As it was already suggested, you can use monad transformers, to compose several monads into a single monad. As a show-case, we will use the monads library (disclaimer, I am an author of this library), which you can install with
opam install monads
It offers most of the well-known monads in a form of a monad transformer, which in terms of OCaml, is a functor that takes a monad and returns a new monad that enriches it with some new behavior. For example, to make a non-deterministic error monad, we can do Monad.List.Make(Monad.Result.Error)
and get a monadic structure (i.e., a module that implements the Monad.S interface) that is both a list monad and an error monad. The small caveat is that the operations of the wrapped monad, the error monad in our case, are not available directly, so we have to lift them, e.g.,
let fail p = lift @@ Monad.Result.Error.fail p
So that in the end, the full implementation of the transformed monad still requires some boilerplate code,
module ListE = struct
type 'a t = 'a list Monad.Result.Error.t
include Monad.List.Make(Monad.Result.Error)

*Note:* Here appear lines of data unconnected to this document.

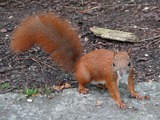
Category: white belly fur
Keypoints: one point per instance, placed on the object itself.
(123, 80)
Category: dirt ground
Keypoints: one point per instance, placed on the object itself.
(35, 69)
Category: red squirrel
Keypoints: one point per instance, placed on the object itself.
(56, 37)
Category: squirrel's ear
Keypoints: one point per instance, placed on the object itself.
(129, 51)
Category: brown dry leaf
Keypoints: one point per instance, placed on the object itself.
(98, 103)
(67, 85)
(58, 87)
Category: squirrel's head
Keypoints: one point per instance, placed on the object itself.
(122, 63)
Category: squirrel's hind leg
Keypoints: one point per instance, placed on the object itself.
(83, 77)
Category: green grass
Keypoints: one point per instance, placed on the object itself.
(30, 92)
(47, 90)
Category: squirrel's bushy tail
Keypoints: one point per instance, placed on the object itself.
(52, 34)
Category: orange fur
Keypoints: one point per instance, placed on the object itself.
(52, 34)
(58, 39)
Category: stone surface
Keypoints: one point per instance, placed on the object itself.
(70, 105)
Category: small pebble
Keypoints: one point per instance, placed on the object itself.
(10, 17)
(29, 100)
(145, 9)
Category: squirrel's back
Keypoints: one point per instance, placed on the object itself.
(54, 35)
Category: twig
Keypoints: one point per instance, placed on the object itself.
(9, 69)
(151, 38)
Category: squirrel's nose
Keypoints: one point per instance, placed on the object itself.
(121, 72)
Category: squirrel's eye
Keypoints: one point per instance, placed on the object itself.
(114, 65)
(129, 64)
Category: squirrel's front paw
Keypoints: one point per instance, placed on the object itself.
(137, 96)
(122, 105)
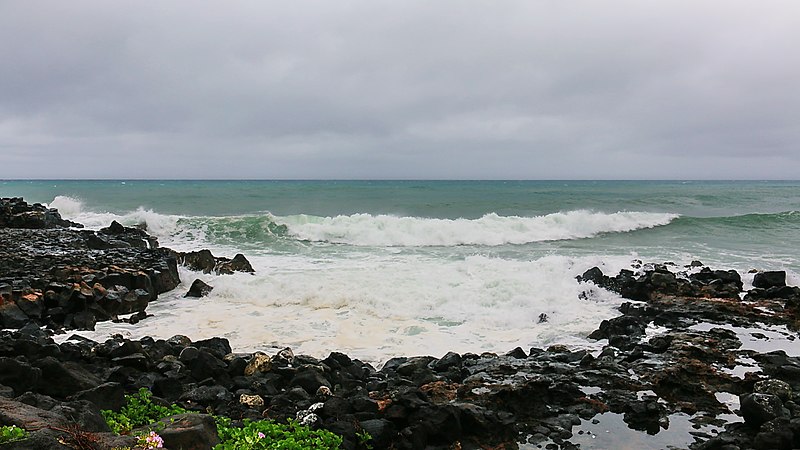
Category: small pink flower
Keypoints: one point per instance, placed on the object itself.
(153, 440)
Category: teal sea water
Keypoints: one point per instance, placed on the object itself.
(386, 268)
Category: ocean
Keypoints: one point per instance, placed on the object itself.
(378, 269)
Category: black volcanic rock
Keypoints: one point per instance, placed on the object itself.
(17, 213)
(64, 277)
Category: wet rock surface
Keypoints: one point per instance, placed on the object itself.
(691, 356)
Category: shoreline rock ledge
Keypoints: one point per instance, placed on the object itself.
(58, 276)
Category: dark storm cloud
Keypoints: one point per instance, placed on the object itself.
(518, 89)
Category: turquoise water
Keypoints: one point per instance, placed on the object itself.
(736, 222)
(385, 268)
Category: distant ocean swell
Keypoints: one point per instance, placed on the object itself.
(379, 230)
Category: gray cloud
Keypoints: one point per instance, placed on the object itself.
(357, 89)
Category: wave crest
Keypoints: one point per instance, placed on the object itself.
(489, 230)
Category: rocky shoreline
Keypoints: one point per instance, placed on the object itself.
(693, 361)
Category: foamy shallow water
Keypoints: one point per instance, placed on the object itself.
(377, 286)
(378, 308)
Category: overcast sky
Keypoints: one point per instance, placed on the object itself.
(400, 89)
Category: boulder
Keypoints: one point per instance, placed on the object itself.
(757, 409)
(188, 431)
(198, 289)
(766, 280)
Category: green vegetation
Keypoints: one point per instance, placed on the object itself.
(12, 433)
(138, 411)
(265, 434)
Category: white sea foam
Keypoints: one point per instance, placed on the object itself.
(491, 229)
(376, 303)
(67, 206)
(159, 225)
(378, 307)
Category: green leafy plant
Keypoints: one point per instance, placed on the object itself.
(363, 439)
(266, 434)
(138, 411)
(11, 433)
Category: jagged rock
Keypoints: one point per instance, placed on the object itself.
(259, 363)
(18, 375)
(17, 213)
(204, 261)
(64, 379)
(189, 431)
(198, 289)
(758, 409)
(766, 280)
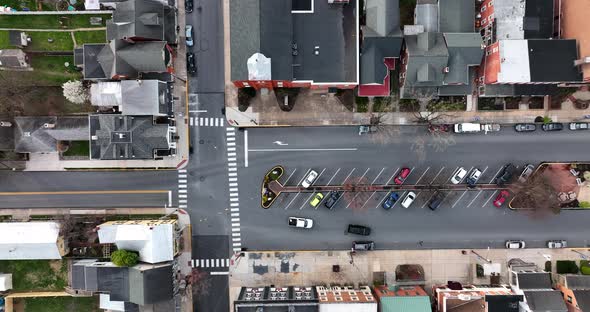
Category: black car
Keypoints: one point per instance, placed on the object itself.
(332, 199)
(552, 126)
(525, 127)
(188, 6)
(359, 230)
(436, 200)
(191, 67)
(506, 174)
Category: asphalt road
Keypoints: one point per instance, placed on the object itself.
(465, 218)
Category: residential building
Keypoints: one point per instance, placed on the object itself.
(31, 241)
(44, 134)
(346, 299)
(134, 97)
(14, 59)
(122, 137)
(292, 299)
(141, 287)
(121, 59)
(476, 298)
(294, 43)
(535, 284)
(380, 46)
(402, 298)
(155, 240)
(575, 290)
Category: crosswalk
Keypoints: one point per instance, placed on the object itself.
(206, 121)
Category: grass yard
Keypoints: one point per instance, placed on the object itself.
(50, 21)
(61, 304)
(27, 275)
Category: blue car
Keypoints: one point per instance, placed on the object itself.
(390, 201)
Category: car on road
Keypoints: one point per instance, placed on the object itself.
(473, 177)
(332, 199)
(458, 175)
(390, 200)
(402, 175)
(409, 199)
(506, 174)
(579, 126)
(525, 127)
(515, 244)
(526, 173)
(191, 67)
(309, 179)
(501, 198)
(363, 245)
(317, 198)
(557, 244)
(303, 223)
(188, 6)
(188, 33)
(553, 126)
(359, 229)
(436, 200)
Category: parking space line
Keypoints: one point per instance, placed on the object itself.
(455, 204)
(422, 175)
(484, 204)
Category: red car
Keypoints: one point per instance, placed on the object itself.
(402, 175)
(501, 198)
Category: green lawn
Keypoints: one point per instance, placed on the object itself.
(36, 274)
(50, 21)
(61, 304)
(96, 36)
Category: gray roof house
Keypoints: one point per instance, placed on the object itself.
(42, 134)
(143, 19)
(130, 137)
(122, 59)
(382, 38)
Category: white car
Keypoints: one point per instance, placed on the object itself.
(515, 244)
(311, 176)
(300, 222)
(409, 199)
(458, 175)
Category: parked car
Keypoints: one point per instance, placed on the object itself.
(473, 177)
(579, 126)
(402, 175)
(501, 198)
(309, 179)
(188, 33)
(188, 6)
(390, 200)
(525, 127)
(300, 222)
(458, 175)
(506, 175)
(332, 199)
(557, 244)
(191, 66)
(317, 198)
(409, 199)
(363, 245)
(515, 244)
(526, 173)
(553, 126)
(359, 229)
(436, 200)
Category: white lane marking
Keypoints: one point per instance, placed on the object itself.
(487, 201)
(457, 201)
(420, 178)
(303, 149)
(246, 148)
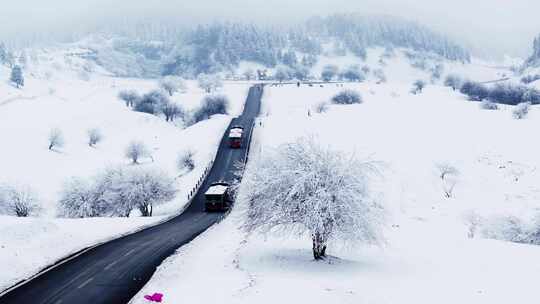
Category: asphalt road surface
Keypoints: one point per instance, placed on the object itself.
(115, 271)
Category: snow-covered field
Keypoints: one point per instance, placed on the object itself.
(62, 100)
(429, 256)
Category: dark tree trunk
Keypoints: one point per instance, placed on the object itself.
(319, 247)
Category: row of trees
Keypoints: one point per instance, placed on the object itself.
(222, 46)
(503, 93)
(351, 73)
(18, 200)
(116, 192)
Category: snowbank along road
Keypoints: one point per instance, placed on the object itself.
(115, 271)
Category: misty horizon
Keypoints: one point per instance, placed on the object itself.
(513, 24)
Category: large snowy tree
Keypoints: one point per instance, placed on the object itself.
(17, 76)
(305, 188)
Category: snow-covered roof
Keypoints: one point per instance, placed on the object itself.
(217, 190)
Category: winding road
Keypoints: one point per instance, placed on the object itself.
(114, 272)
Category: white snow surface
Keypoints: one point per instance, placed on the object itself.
(428, 256)
(61, 100)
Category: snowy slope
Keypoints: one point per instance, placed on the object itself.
(428, 257)
(63, 100)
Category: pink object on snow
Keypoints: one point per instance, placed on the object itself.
(156, 297)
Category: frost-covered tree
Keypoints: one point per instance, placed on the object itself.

let fail p = lift@@Monad.Result.Error.fail p
(* and so on for each operation that is specific to the wrapped monad *)
end
Now, let’s try wrapping the Lwt monad into the state. We don’t want to add the Error monad because Lwt is already the error monad and adding an extra layer of errors monad is not what we want. First of all, we need to adapt the Lwt
monad to the Monad.S
interface, e.g.,
module LwtM = struct
type 'a t = 'a Lwt.t
include Monad.Make(struct
type 'a t = 'a Lwt.t
let return = Lwt.return
let bind = Lwt.bind
let map x ~f = Lwt.map f x
let map = `Custom map
end)
end
If we want to keep the state type monomorphic, then we will need a module for it. Suppose your state is represented as,
module State = struct
type t = string Map.M(String).t
end
Now, we can use it to build our State(Lwt)
Russian doll,
module IO = struct
include Monad.State.T1(State)(LwtM)
include Monad.State.Make(State)(LwtM)
(* let's lift [read] as an example *)
let read fd buf ofs len =
lift (Lwt_unix.read fd buf ofs len)
end
The Monad.State.T1
functor is used to create the types for the generated monad. You can write them manually, of course, like as we did in the List(Error) example, but the type generating modules are here for the convenience1
Now, let’s get back to the problem of the lifting. It looks tedious to impossible to lift every operation from Lwt. Commonly, we try to put the smaller monad inside, to minimize the work, but it doesn’t work with Lwt as the latter is not a transformer. So what is the solution? For me, the solution is to not lift the operations at all, but instead, define your IO abstraction and hide that it is using Lwt underneath the hood. This will make the code that uses this new abstraction more generic and less error-prone so that it can focus on the business logic and the implementation details could be hidden inside the monad implementation. This is what the monads are for, anyway.
1) We omit the types from the output of the Make
functor since for a long time OCaml didn’t allow the repetition of types in a structure so having the types in it will prevent us from composing various flavors of monads using include
. It is also a long-time convention widely used in many OCaml libraries, including Core and Async. A convention that we probably don’t need anymore.